According to data from Glassnode, a blockchain metric tracker, the Ethereum (ETH) decentralized finance (DeFi) market underwent a dramatic deleveraging, where over $124 billion in capital disappeared in six weeks. Glassnode made the assertion on June 17 in a research piece titled “The Great DeFi Deleveraging.”
According to them, early warning signs of a decline in ETH usage and network demand manifested after the November 2021 all-time high (ATH) of $4,808. They said there was a decline in on-chain activity and gas fees, which signaled a reduction in DeFi-related transaction activity.
The report stated that the Total Value Locked (TVL) on ETH fell from $205 billion to $81 billion, presenting a 60% fall in six weeks. The rice collapse happened via two significant tranches through May and June.
The first was $94 billion during the implosion of Terraforms Lab’s projects, the Terra LUNA 1.0 and Terra USD (UST). The second was $30 billion as ETH traded below its 2018 ATH of $1,030 in June.

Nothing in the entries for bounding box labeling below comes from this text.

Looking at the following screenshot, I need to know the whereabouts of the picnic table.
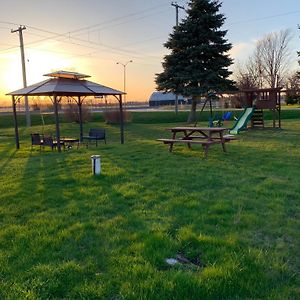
[157,127,235,157]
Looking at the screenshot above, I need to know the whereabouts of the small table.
[60,137,79,149]
[158,127,229,157]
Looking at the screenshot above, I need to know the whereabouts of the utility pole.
[11,25,31,127]
[171,2,184,115]
[117,60,133,105]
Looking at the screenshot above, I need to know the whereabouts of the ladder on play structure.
[251,109,264,128]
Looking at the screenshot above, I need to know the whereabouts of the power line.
[11,26,31,127]
[227,10,300,25]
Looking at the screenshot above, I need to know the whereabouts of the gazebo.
[7,71,125,152]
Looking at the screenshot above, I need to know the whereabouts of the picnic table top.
[166,126,227,132]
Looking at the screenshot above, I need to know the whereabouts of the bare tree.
[236,29,291,88]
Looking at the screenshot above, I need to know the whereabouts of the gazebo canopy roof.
[7,71,125,96]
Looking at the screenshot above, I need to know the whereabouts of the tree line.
[156,0,300,122]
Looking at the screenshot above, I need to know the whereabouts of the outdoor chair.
[82,128,106,147]
[30,133,43,150]
[42,135,64,150]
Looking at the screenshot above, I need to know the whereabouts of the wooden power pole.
[171,2,184,115]
[11,26,31,127]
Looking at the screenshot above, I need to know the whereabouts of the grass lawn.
[0,113,300,300]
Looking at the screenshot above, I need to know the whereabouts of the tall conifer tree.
[156,0,234,122]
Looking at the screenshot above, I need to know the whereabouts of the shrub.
[103,110,132,124]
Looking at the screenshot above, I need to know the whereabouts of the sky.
[0,0,300,105]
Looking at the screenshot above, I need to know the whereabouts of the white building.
[149,92,187,106]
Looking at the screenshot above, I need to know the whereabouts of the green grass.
[0,113,300,300]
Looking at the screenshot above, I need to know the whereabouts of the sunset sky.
[0,0,300,101]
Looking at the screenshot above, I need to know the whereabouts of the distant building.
[149,92,187,106]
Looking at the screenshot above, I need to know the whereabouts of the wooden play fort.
[241,87,282,128]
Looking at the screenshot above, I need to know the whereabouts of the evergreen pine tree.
[156,0,234,122]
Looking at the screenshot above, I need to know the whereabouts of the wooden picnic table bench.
[157,127,235,157]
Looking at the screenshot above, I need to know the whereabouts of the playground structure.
[194,87,282,134]
[241,87,282,128]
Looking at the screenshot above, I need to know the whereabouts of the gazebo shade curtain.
[7,71,125,151]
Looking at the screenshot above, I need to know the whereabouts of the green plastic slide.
[229,107,255,134]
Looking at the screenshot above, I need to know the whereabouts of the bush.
[103,110,132,124]
[63,103,91,123]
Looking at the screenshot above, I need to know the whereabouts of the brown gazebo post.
[53,94,61,152]
[12,96,20,149]
[77,96,83,142]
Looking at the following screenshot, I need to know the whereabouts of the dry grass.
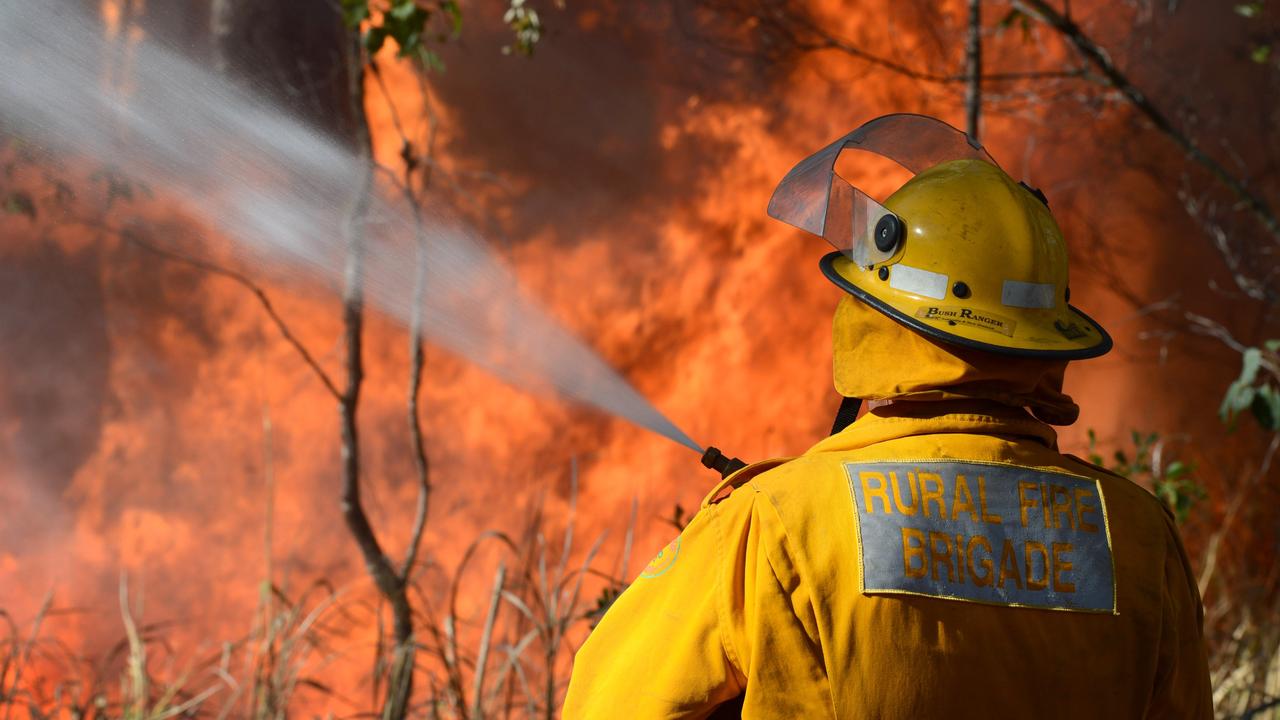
[0,468,635,720]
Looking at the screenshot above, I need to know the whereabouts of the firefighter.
[564,115,1212,720]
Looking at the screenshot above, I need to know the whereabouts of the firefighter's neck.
[865,397,1033,419]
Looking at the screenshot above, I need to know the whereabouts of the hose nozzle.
[703,447,746,479]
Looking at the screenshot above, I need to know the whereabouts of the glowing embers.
[845,461,1115,612]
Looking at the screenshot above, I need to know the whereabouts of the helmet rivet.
[876,215,902,252]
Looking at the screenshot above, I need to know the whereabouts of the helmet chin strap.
[831,397,863,434]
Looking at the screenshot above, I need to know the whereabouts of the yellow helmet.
[769,114,1111,359]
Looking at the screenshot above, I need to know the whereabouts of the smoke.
[0,0,700,452]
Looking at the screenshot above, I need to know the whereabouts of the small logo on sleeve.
[640,536,680,578]
[915,305,1018,337]
[845,461,1116,612]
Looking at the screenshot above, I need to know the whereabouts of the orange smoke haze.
[0,0,1275,701]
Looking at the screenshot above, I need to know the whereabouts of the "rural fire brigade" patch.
[845,461,1116,614]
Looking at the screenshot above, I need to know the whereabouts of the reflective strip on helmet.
[1000,281,1053,307]
[888,264,947,300]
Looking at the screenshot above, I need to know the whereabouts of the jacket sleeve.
[563,491,750,720]
[1147,507,1213,720]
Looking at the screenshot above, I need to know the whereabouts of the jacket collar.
[805,400,1057,455]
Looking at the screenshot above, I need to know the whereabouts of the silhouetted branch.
[1014,0,1280,241]
[99,220,342,400]
[338,29,415,720]
[964,0,982,142]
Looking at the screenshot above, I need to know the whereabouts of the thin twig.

These events put the ETH investor base in historically significant realized losses. The combined market cap of the top four stablecoins, Tether USD (USDT), Circle USD (USDC), Binance USD (BUSD), and the ETH-based USD (DIA), now exceeds the Ethereum market capitalization by $3 billion. Meanwhile, their combined size never reached 50% of the ETH market cap throughout 2021.
Glassnode later noted that though the current de-leveraging in the ETH DeFi ecosystem is a painful process, it will allow the ecosystem to heal and rebuild on firmer foundations.
Over the weekend, ETH touched $880. It currently trades at $1,173, with a 5% increase in the last 24 hours.